Sharks are being hit by a combination of habitat loss in coastal regions, being caught up in fishing nets (bycatch), and the rising demand for a traditional foodstuff made from shark fins. Shark fin is an incredibly value commodity these days, and for fishermen, especially desperately poor fishermen in the developing world, the temptation is too strong to catch as many sharks as possible. Like any other higher-level predator, shark simply don’t breed or grow to adulthood quickly. While fish like sardines or anchovies can be caught in relatively large quantities without endangering the survival of the species, it doesn’t take much fishing to endanger a local shark population.

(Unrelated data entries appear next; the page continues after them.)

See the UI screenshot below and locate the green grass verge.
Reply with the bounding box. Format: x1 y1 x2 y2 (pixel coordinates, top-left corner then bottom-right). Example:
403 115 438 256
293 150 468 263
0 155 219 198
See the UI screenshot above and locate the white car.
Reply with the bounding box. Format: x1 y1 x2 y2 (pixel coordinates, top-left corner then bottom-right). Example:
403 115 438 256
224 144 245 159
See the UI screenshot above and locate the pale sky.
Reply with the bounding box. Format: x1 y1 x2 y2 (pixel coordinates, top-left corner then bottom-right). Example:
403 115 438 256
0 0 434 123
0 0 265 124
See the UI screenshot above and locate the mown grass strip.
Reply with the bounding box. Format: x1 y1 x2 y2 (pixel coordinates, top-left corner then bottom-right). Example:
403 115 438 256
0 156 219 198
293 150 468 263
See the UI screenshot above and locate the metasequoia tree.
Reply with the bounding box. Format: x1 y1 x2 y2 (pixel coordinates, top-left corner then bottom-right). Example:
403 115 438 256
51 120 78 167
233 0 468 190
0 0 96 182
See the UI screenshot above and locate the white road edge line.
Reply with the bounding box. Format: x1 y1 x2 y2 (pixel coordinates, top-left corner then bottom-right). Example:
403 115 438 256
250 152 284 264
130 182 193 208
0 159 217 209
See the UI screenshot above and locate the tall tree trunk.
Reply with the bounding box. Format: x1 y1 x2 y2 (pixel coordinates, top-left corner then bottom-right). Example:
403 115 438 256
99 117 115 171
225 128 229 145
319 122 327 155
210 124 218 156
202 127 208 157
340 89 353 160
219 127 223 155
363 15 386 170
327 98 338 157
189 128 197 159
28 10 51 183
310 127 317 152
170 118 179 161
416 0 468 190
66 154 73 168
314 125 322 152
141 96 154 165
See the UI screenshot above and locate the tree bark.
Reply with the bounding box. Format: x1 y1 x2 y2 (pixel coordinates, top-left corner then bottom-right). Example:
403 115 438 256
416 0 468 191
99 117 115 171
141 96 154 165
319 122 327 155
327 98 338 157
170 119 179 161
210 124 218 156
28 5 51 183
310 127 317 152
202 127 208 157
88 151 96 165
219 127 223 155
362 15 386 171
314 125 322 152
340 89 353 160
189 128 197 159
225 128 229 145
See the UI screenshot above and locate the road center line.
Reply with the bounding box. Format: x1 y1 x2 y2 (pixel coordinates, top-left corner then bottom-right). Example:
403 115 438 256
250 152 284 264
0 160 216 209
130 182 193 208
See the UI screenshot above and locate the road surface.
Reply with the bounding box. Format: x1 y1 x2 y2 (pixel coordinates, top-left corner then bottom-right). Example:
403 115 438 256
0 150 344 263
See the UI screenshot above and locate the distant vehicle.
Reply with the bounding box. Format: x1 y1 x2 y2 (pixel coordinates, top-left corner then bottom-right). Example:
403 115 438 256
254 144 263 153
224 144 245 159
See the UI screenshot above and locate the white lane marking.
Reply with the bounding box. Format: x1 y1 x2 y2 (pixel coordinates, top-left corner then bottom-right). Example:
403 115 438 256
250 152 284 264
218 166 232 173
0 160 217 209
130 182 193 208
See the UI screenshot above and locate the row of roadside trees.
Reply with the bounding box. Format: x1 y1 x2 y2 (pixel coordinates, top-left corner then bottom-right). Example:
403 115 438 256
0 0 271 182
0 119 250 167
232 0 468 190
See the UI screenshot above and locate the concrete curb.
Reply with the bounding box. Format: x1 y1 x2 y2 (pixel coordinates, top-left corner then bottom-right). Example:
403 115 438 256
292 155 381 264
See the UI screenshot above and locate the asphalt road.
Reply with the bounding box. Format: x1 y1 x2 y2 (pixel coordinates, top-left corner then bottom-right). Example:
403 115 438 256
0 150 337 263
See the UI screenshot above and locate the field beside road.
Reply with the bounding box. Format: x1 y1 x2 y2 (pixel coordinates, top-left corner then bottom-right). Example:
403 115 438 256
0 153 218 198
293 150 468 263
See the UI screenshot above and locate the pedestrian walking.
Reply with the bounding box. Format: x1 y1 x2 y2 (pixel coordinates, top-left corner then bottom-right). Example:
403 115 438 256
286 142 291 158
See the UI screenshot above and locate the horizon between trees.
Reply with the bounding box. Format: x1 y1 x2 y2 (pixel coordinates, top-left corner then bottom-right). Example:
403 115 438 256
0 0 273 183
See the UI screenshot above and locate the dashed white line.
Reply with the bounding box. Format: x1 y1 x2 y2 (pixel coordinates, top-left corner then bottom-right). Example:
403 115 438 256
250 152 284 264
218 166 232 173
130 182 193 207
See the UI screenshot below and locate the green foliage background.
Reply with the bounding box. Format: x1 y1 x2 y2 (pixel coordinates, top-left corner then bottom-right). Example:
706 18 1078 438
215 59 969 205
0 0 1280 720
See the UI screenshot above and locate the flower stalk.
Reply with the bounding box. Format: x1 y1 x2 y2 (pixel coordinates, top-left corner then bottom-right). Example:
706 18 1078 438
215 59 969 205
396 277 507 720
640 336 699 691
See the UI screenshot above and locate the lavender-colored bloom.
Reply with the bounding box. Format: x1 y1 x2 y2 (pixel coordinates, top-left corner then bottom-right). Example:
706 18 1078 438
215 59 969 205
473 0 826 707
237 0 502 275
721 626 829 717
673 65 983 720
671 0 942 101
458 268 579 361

The image problem sharks face doesn’t exactly help. Contrast the cases of eagle and wolf conservation. The bald eagle is the symbol of the United States of America. In the U.S., the eagle is a species with tremendous symbolic value - freedom, independence, truth, justice, the American way, etc. So, restoring the bald eagle was, as these things go, a relatively angst-free process. The wolf, on the other hand, while an important predator, has the reputation of a vicious animal that will attack anything in its sight. This isn’t really true, of course - while wolves do periodically devour valuable livestock (given a choice between a fat cow and a stringy elk, I know what I’d go for), they tend to be afraid of humans. Wolves exert a similar influence over food webs as sharks - in the absence of wolves, deer and elk become overpopulated, and consume enough vegetation to stunt tree growth, encourage erosion and impair water quality. In spite of this, the process of wolf re-introduction has been anything but smooth or simple, largely because of the negative associations many people have with wolves. Sharks face a similar problem. As long as sharks are more associated with being mindless killers than key components of ocean food webs, shark conservation is going to remain an uphill battle. This being in spite of the fact that since 1978, fewer Americans have been killed by shark attack than have been killed in vending-machine related incidents. Until perceptions change, all sharks, from the angelshark to the zebra bullhead shark, are going to be in trouble. And that’s really a shame.